3. The hand-held controller of claim 1, wherein the elongate shaft has a flat surface and a curved surface.

4. The hand-held controller of claim 3, further comprising a button located on the planar surface of the elongate shaft.

5. The hand-held controller of claim 3, further comprising a touch sensor located on the curved surface of the elongate shaft.

6. The handheld controller of claim 1, further comprising a power receiving coil configured to receive wireless power.

7. The handheld controller of claim 1, wherein the actuator comprises a linear resonant actuator configured to impart directivity to the haptic output.

8. The hand-held controller of claim 1, further comprising a roller that rotates relative to the elongated housing.

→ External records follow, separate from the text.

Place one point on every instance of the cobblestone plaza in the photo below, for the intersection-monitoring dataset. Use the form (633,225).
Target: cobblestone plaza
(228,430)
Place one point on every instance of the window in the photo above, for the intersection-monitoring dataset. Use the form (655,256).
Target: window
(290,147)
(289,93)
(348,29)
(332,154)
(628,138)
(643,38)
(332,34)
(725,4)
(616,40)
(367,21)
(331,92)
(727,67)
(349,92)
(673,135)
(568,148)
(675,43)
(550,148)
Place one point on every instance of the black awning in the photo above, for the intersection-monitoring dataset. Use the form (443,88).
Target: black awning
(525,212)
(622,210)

9. The hand-held controller of claim 1, wherein the elongated housing comprises first and second housing portions operable in a first mode in which the first and second housing portions mate with one another and a second mode in which the first and second housing portions are separate from one another and operate independently.

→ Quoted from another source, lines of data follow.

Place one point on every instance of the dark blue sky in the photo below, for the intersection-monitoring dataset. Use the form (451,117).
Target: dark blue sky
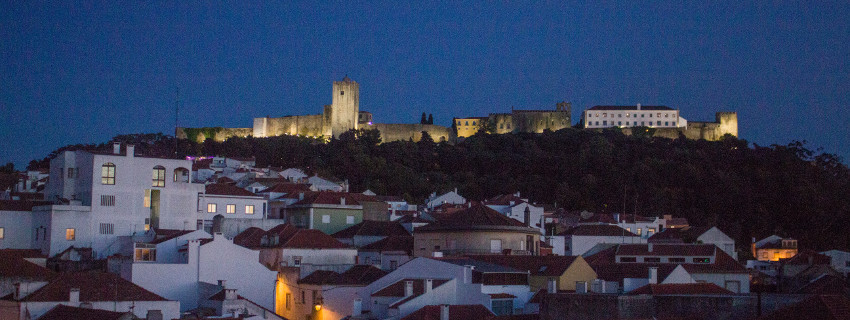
(82,72)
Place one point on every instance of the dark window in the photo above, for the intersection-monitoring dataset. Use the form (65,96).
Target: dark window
(702,260)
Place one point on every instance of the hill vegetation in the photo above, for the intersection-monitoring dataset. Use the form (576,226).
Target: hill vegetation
(747,191)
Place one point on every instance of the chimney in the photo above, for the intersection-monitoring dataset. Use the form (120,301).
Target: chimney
(653,275)
(230,294)
(444,312)
(467,274)
(408,288)
(74,297)
(581,286)
(154,315)
(358,307)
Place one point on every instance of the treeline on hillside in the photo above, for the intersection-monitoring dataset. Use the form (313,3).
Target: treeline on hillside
(746,191)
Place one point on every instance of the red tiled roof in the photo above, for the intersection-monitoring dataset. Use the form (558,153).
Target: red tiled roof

10. The handheld controller of claim 1, wherein the control signal comprises instructions for selecting a user interface element on a display in the electronic device.

11. The handheld controller of claim 1, wherein the control signal comprises instructions for drawing a line on a display in the electronic device.

12. The handheld controller of claim 1, wherein the control signal comprises instructions for typing words on a display in the electronic device.

13. A hand-held controller for controlling an electronic device, comprising:

a housing having an elongate shaft extending between a first end portion and a second end portion;

a motion sensor configured to collect motion data;

a camera located in the first end portion and configured to capture an image;

a touch sensor positioned on the elongate shaft and configured to collect touch input, and

Control circuitry configured to send control signals to the electronic device based on the motion data, the image, and the touch input.

14. The hand-held controller of claim 13, wherein the housing has a length between 130mm and 160mm and a diameter between 10mm and 15 mm.

15. The hand-held controller of claim 13, wherein the camera comprises a single-pixel camera.

16. The handheld controller of claim 13, wherein the control signal includes instructions for scrolling content on a display in the electronic device.

17. A system, comprising:

a handheld controller, the handheld controller comprising:

An elongated housing having a force-sensitive end;

A visual marker located on the elongated housing, and

An inertial measurement unit configured to collect motion data, and

A headset, the headset comprising:

a camera configured to capture an image of the visual marker, and

Control circuitry configured to track a position of the handheld controller relative to the head mounted device based on the image and the motion data.

18. The system of claim 17, wherein the head mounted device comprises a display configured to overlay computer-generated display content onto the handheld controller.

19. The system of claim 18, wherein the handheld controller comprises additional control circuitry configured to send control signals to the head mounted device to manipulate the computer-generated display content in response to the motion data.

20. The system of claim 19, wherein the computer-generated display is selected from the group consisting of virtual keyboard keys and virtual writing tools.